The King of the Birds
The thirteen little wrens sat on the Apple-yard wall in the King's Garden and their mother was there to teach them to fly. One called them the little wrens, but really each one was as big as their mother. She had a tail, however, that was most cunningly cocked and they had no tails, and the consequence was that when they made their little flights they always went sideways. Moreover, their beaks were still yellow and wide and open and this is always a sign of the young bird.
"All I ask of you," said the mother, "is that when you go into the World you remember that you are the Children of the King of the Birds."
"Now why does our Mother call us the Children of the King of the Birds?" said one little wren to the other. "I think we're really very small. And I think our Mother is very small. And there's our Father behind that ivy-leaf and he's very small too."
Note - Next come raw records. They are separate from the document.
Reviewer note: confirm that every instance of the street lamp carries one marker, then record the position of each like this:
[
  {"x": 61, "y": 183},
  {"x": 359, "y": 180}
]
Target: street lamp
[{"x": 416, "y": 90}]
"And wherever you go, be sure to conduct yourselves like the Children of the King of the Birds," said the Mother.
"It's because we were reared in such a fine nest," said another little wren. "No other birds in the world had ever a finer nest than we have had. That's the reason we're called the Children of the King of the Birds."
"Men call the Wren the King of the Birds," said the Father Wren, as he flew up on a tree, "and surely men ought to know who is the King of the Birds."
"Why do men call the Wren the King of the Birds?" said the little wrens.